AKP Hükümeti’nin onurlu bir barış gereği Kürt halkı ve onun temsilcisi ile saygın bir diyalog kurması gerektiğini kaydeden Demirtaş, “Saygı gösterdiğin ölçüde saygı göreceksin. Barış kanun nizam işi değildir. Anayasa işi değil, ahlak vicdan işidir. Geri kalan teferruattır. Biz eğer barışı konuşacaksak işin ahlak ve vicdan boyutunu atlayarak onurlu bir barış gerçekleştiremeyiz” ifadelerini kullandı.
‘BİZ SAMAN ALEVİ İSTEMİYORUZ’
“Bu tren eğer rayına oturmazsa yürümez. Şuanda trenin lokomotifi rayların dışında bekliyor. Tren gürültü çıkarıyor ama gitmiyor, gitmez de. Çünkü raya oturması lazım, raya oturursa o tren gider artık” diyen Demirtaş, “Şimdi bize, raya gerek yok bu tren asfaltta da gider diyorlar. Gitmez kardeşim. Biz istiyoruz ki süreç sağlam olsun, ayakları yere bassın. Müzakere sağlam başlasın ki sağlam yürüsün” diyerek 1993 yılından bu yana başarısızlıkla sonuçlanan müzakere denemelerini hatırlattı.

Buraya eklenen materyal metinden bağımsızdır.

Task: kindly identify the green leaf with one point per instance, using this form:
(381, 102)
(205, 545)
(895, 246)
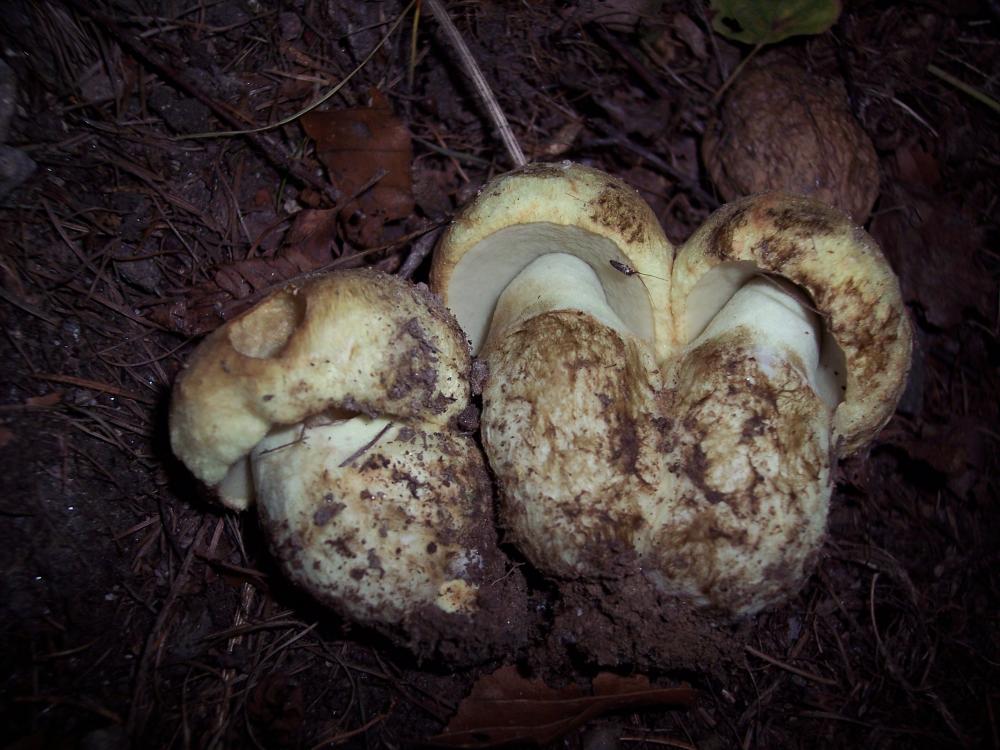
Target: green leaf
(770, 21)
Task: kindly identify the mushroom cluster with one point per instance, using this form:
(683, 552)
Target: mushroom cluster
(673, 415)
(341, 408)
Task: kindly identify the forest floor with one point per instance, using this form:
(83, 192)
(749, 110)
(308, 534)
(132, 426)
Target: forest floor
(135, 613)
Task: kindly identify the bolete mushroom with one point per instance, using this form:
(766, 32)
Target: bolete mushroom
(784, 127)
(338, 407)
(529, 269)
(674, 416)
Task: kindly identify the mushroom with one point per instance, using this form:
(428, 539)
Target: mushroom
(675, 416)
(337, 407)
(529, 269)
(784, 127)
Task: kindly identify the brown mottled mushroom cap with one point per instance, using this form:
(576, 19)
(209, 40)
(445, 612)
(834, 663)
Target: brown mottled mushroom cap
(782, 127)
(866, 351)
(336, 406)
(357, 341)
(560, 208)
(529, 271)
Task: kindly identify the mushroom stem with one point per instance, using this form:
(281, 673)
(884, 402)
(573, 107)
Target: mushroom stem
(777, 318)
(556, 281)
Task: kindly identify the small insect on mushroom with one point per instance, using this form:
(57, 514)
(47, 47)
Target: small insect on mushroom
(627, 270)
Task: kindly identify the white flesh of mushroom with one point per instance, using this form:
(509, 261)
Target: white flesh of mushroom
(754, 488)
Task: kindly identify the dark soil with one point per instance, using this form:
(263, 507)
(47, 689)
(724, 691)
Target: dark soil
(136, 613)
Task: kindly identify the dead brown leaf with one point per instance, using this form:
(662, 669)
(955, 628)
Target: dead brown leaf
(368, 152)
(505, 708)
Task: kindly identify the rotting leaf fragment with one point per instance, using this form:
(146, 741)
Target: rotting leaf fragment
(505, 708)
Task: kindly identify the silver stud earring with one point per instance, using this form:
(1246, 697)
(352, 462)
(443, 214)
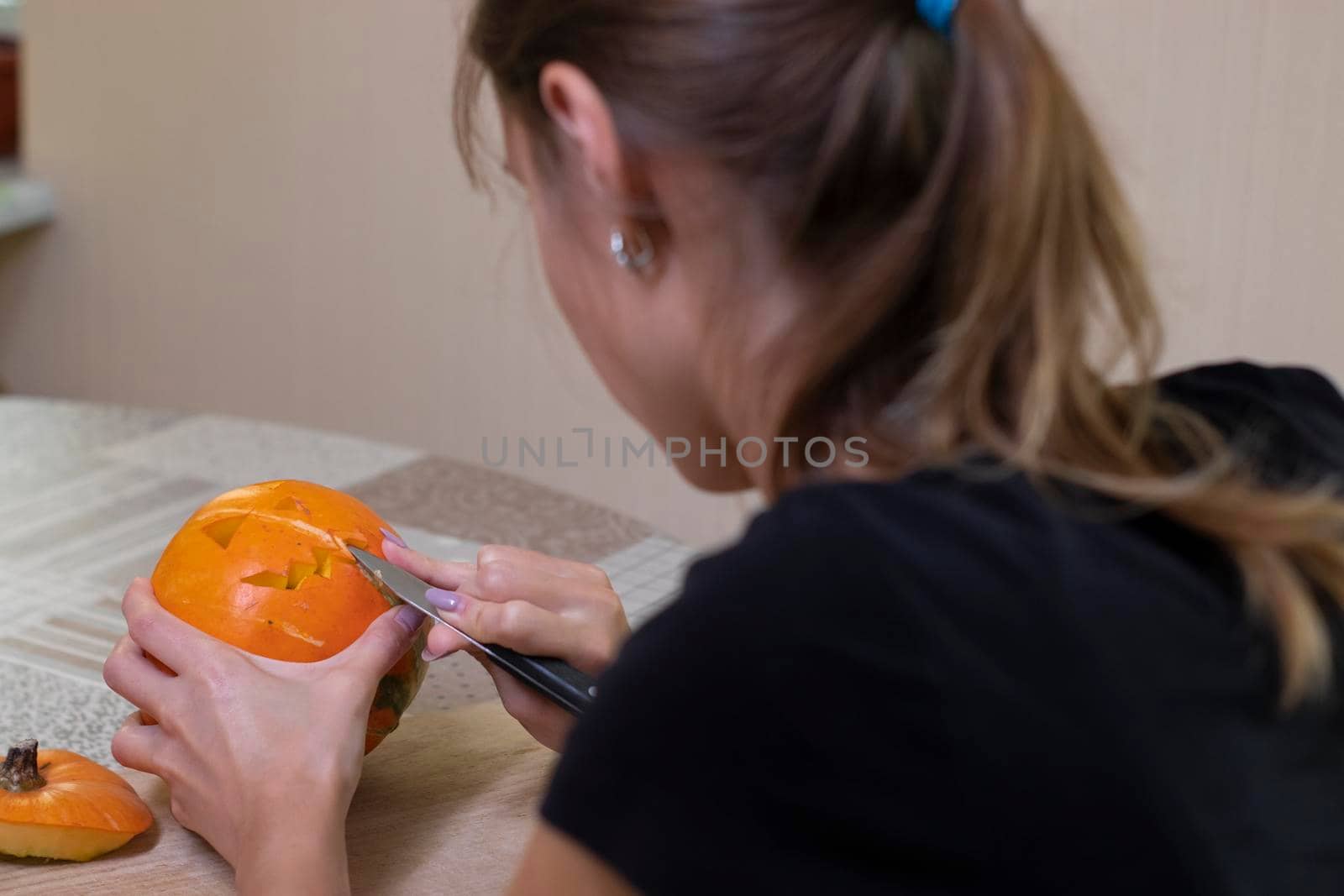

Demirtaş, “Biz saman alevi istemiyoruz. Bir hafta, on günlük, bir aylık barış saman alevi yanıp sönsün istemiyoruz” ifadesini kullandığını konuşmasını, “Biz kalıcı bir barış istiyoruz. Her barış girişiminden sonra yeniden taraflar savaşa tutuşuyor ve her seferinde daha fazla kan akıyor. Biz bunu kaldıramayız artık, bu riski göze alamayız” dedi.
TÜRKİYE TOPLUMUNUN YÜZDE 80’İ BARIŞ İSTİYOR
Sabrın tek başına bir işe yaramadığını, akıllı ve cesaretli olmak gerektiği sözlerini tekrarlayan BDP Eş Genel Başkanı Demirtaş, Türkiye toplumunun yüzde 80’nin onurlu bir barış isterken Hükümetin artık bu fırsatı kaçırmaması gerektiğini vurguladı ve kendilerinin buna hazır olduğunu kaydetti.
Demirtaş son olarak, Paris’te 9 Ocak günü katledilen 3 Kürt kadın siyasetçinin cenaze törenin de de Diyarbakır halkının bir kez daha barış mesajını verdiğinin altını çizdi. “Kameralara yansımıyor, görülmüyor ancak gerilla cenazelerinde analar babalar evlatlarının parçalanmış cenazelerini mezara koyarken barış mesajı veriyor” diyerek sözlerini tamamladı.